★八話 アルメルの剣
六聖。
“祝福された者”を意する、騎士たちの頂点に立つ六人に与えられた称号。国軍権威の象徴にして最強たる証。
国主にして現人神、現教皇であるエフライン14世からの加護と恩寵を示している。それぞれに特権と専属の部隊を有し、教皇の剣として身を捧ぐことを誓った存在。
そんな六聖の一人、アルメル・ブロムダール。容姿は20代の中頃、リュイスやルカよりも少しばかり年上か。
流麗と歩み、炎風にそよぐピンクブロンドは鮮やかに。
そんな女性騎士を見返し、フランツはせせら笑う。
「お姉さんは誰だい?」
「知らないのか? 我ながら、それなりの有名人だと思っていたんだが」
フランツの問いかけに、アルメルは首にわずかな角度を付ける。
巨人ピスカはそんな彼女へと向け、舌を剥き出しに威圧めいて唸る。だが、アルメルはそれを意にも介さない。
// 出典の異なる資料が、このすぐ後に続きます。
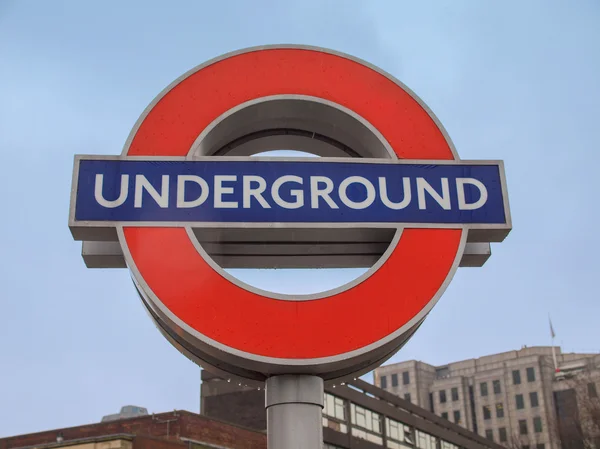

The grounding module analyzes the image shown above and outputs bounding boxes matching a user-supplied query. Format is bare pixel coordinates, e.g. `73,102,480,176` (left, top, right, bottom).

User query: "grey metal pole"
265,374,324,449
「ならば名乗ろう、我が名はアルメル・ブロムダール。エフライン14世猊下の剣だ!」
そう宣ずる瞳には煌と輝き。
キリリとした相貌、女騎士はフランツとピスカへと剣の切先を向ける。
「部下を可愛がってくれたな。私が相手をしてやろう」
アルメルは貴族の出だ。それ故か、悠長なところがある。
怪物に面してあくまで悠然、やたらに威風堂々とした宣戦布告。それを受けて、フランツはへららと笑ってみせる。
「ピスカぁ、殺していいよ」
「隊長! 気を付けてくれ! そいつは化物だ!」
リュイスが警句を飛ばす!
──キン……と、甲高く静音。
反して動作は凄絶。振り下ろされた巨人の拳に対し、アルメルは手にした優美な剣を振った。
傍目には一閃。しかし実際には秒間に十、いやそれ以上もの斬を放っている。その剣先には白の波動。音速を越え、衝撃波が生じる!
斬破、その動作を大まかにでも目で追えたのはリュイス、兵馬、辛うじてルカ。フランツは何が起きたのかを理解しない。ただ唖然と。
「は……? 何を、何をしたんだよ……!」
アルメルを叩き潰すはずの巨腕は見るも無残、鋭利に深く、十重二十重に切り裂かれている!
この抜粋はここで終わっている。